NovelToon NovelToon
KEMBALI KE MASA SEKOLAH KU

KEMBALI KE MASA SEKOLAH KU

Status: tamat
Genre:Kelahiran kembali menjadi kuat / Teen / Time Travel / Tamat
Popularitas:2.6M
Nilai: 4.8
Nama Author: Nurul Senggrong

Clarissa tidak menyangka jika dirinya diberi kesempatan untuk kembali ke waktu.

Dis

Karya ini diterbitkan atas izin NovelToon Nurul Senggrong, isi konten hanyalah pandangan pribadi pembuatnya, tidak mewakili NovelToon sendiri

Jam Kos

Tok tok tok

Clarissa mengetuk pintu ruang kelasnya. Bu guru yang sedang mengawasi para murid menoleh kearahnya.

" Masuk!"

" Terimakasih bu. Maaf sudah terlambat," ucap Clarissa dengan sopan.

" Bagaimana hukumannya?" tanya bu guru sambil menatapnya dengan tajam.

" Sudah selesai Bu," jawab Clarissa dengan jujur .

" Kenapa tadi bisa telat ?"

" Clarissa kan emang ratunya telat, Bu. "

Belum juga Clarissa menjawab, salah satu dari temannya mengeluarkan suara. Mendengar hal itu tidak membuat Clarissa marah.

" Senang disebut sebagai ratu telat ?" tanya sang guru yang dijawab dengan gelengan kepala olehnya.

" Maaf Bu. "

" Lain kali usahakan untuk tidak terlambat lagi.
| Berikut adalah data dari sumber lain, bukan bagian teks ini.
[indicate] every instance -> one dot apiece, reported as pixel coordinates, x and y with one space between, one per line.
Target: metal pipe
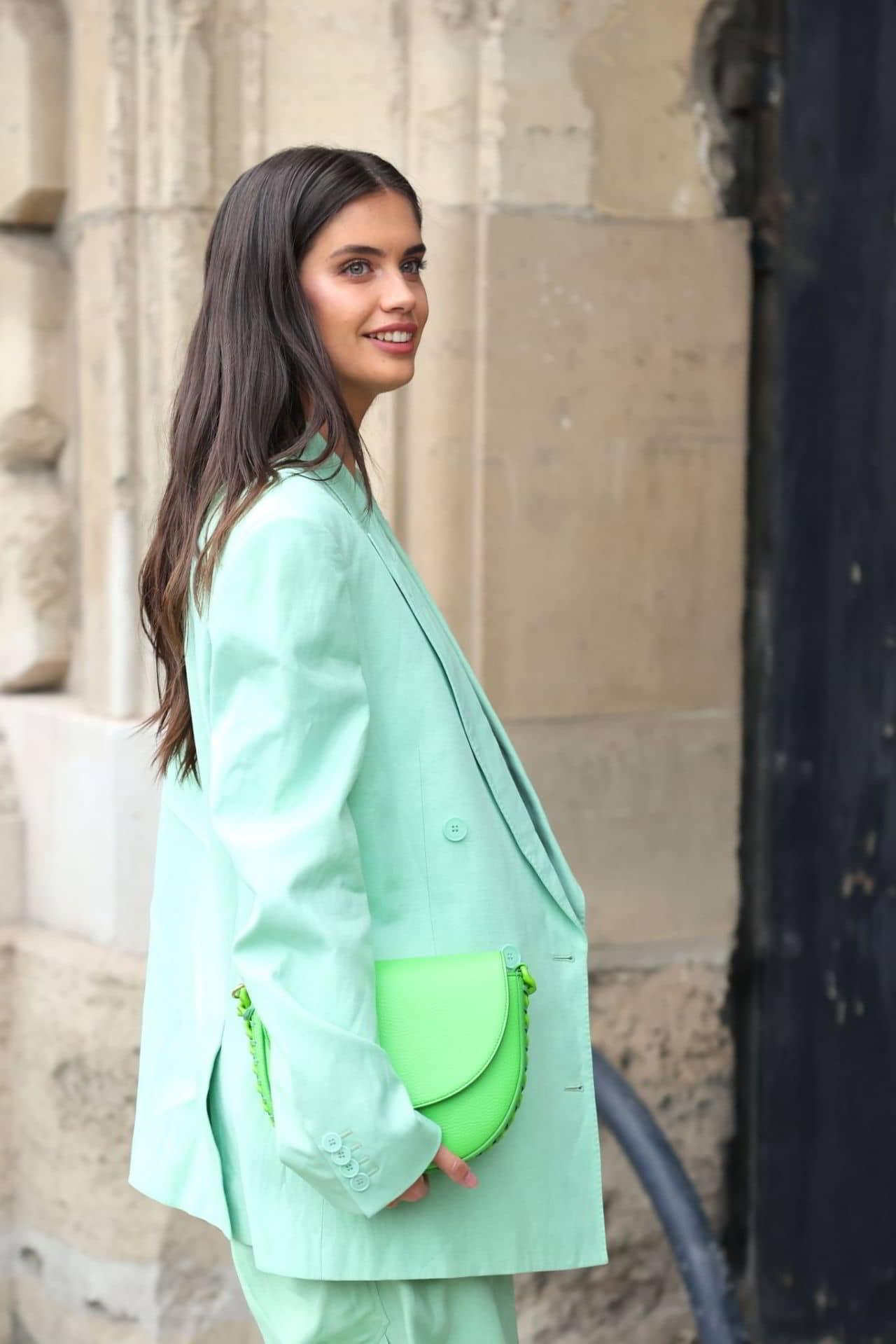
700 1261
Ingat... sebentar lagi kelulusan. Jangan sampai gara-gara keterlambatan, kamu tidak bisa lulus," ucap sang guru memberi nasehat.
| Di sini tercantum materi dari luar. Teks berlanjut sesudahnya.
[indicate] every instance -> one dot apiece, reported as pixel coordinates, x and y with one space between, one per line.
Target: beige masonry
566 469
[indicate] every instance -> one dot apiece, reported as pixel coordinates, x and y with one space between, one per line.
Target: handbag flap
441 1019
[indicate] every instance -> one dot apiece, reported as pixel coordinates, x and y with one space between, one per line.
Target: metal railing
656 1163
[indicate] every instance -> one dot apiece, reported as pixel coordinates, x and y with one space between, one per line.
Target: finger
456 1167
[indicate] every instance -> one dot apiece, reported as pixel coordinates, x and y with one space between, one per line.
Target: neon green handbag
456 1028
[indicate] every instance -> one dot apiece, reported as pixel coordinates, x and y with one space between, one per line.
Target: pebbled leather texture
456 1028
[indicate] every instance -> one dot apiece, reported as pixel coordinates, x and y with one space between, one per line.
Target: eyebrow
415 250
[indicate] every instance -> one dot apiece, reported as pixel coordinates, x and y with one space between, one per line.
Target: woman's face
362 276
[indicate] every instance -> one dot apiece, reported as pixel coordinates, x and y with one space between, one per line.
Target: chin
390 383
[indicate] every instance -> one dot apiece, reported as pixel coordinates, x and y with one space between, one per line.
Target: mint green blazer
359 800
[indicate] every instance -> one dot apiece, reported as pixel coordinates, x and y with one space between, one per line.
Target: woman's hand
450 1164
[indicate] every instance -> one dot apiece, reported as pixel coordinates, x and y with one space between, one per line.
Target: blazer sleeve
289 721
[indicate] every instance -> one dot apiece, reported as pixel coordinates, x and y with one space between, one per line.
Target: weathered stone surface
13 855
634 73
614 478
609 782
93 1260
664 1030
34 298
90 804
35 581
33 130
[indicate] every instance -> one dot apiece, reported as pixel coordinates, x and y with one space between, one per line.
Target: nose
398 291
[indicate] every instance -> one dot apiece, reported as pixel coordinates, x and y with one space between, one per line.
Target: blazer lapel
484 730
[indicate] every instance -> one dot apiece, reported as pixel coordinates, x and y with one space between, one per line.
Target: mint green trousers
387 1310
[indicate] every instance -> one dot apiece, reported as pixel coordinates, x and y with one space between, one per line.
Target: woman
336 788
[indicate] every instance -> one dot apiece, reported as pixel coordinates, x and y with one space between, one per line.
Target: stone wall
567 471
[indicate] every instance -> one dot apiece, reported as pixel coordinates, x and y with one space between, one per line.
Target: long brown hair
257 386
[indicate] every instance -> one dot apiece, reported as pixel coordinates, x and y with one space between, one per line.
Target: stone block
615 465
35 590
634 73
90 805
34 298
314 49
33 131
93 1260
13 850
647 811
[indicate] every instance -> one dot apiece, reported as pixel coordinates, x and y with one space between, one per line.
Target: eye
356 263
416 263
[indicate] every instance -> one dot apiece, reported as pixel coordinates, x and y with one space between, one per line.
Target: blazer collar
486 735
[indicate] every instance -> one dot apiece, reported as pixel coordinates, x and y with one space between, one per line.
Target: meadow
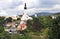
49 29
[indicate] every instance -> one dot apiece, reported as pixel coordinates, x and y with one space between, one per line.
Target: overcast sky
14 7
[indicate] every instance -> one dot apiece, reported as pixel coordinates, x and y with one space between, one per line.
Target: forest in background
50 29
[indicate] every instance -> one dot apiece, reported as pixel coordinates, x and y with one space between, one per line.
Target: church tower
25 7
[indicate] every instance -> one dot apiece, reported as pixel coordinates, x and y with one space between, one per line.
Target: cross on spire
25 6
" Baik bu, akan saya usahakan untuk tidak terlambat lagi."

" Duduk lah! Kerjakan soal yang sudah saya tulis di papan tulis, " ucap sang guru memberi perintah.

" Baik Bu, terimakasih. "

Setelah itu Clarissa berjalan ke arah bangkunya. Bangku Clarissa berada di barisan tengah urutan ketiga.

Clarissa satu bangku dengan Muhammad Ibrahim. Biasa dipanggil Baim.

Tidak ada acara saling sapa maupun say hello. Sebab Baim merupakan salah satu siswa yang tidak menyukainya.

Clarissa meletakkan tasnya di atas bangku dan mengambil buku sesuai mata pelajaran. Setelah itu lanjut menulis soal yang sudah ada di papan tulis .

Baru juga membaca soal , rasanya Clarissa sudah malas untuk mengerjakannya. Jika itu masih Clarissa yang dulu pasti dia akan menjawab asal-asalan.

Clarissa berusaha keras untuk mengerjakan soal itu . Tanpa seorang pun tahu kalung miliknya bersinar. Jangankan orang lain , Clarissa sendiri tidak mengetahuinya.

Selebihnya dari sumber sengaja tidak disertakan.